HIV sucks. Instead of being "Strep throat" or "Strep", which can be remedied by half a dozen drugs that kill the bacteria, we have no drugs that can actually kill HIV so far, and scientists are puzzled, because it's such a hard disease to treat. The one thing they know is that if they make this "case file" with all of the virus's fingerprints, etc., and team up online, eventually someone somewhere will figure this all out and fix AIDS someday. But right now this is just a computer program to display all the data. So far, no cure. Just technology.
HIV, like other viruses has a relatively small genome, and uses minimotifs encoded in its proteins to help manipulate host proteins to facilitate its reproduction. HIVtoolbox is an internet application that runs off of a MySQL database designed to integrate HIV data for protein sequences derived from many different isolates, protein structures, protein domains, protein-protein interactions, functional elements in proteins, and known and predicted minimotifs from the Minimotif Miner database.
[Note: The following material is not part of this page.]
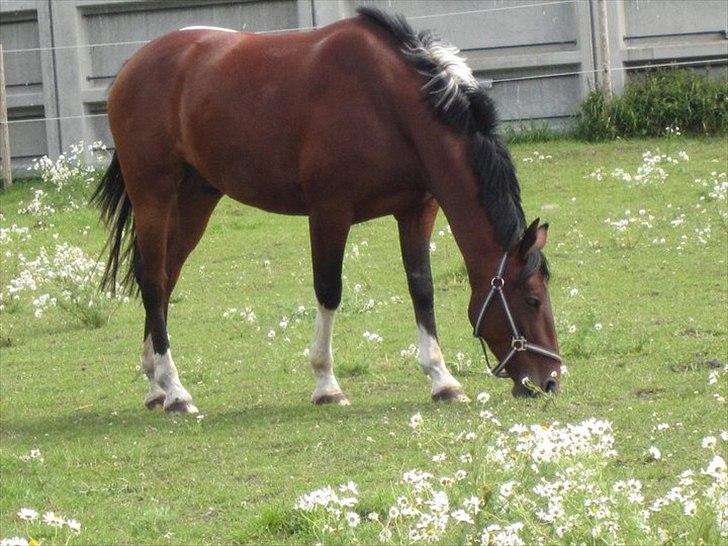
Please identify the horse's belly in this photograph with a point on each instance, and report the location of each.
(269, 197)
The database also contains calculated amino acid conservation for all HIV proteins based on known isolates sequences and also segregated by viral clades and subtypes. These data can be observed in a position-specific scoring matrix.
In plain English:
They can't figure out how exactly to stop it, or even exactly how it attaches to cells to make people sick. But they say "hey, it could be worse, right?" and are trying to be optimistic. So they're taking everything they know about this pesky virus and putting it all in a computerized database where they can look at it again and again from different angles. Hopefully, someday a scientist will find a cure and maybe, they're saying, the scientist will be helped by using this tool they gave them. Right now, no cure yet. Just chatter about how to get going.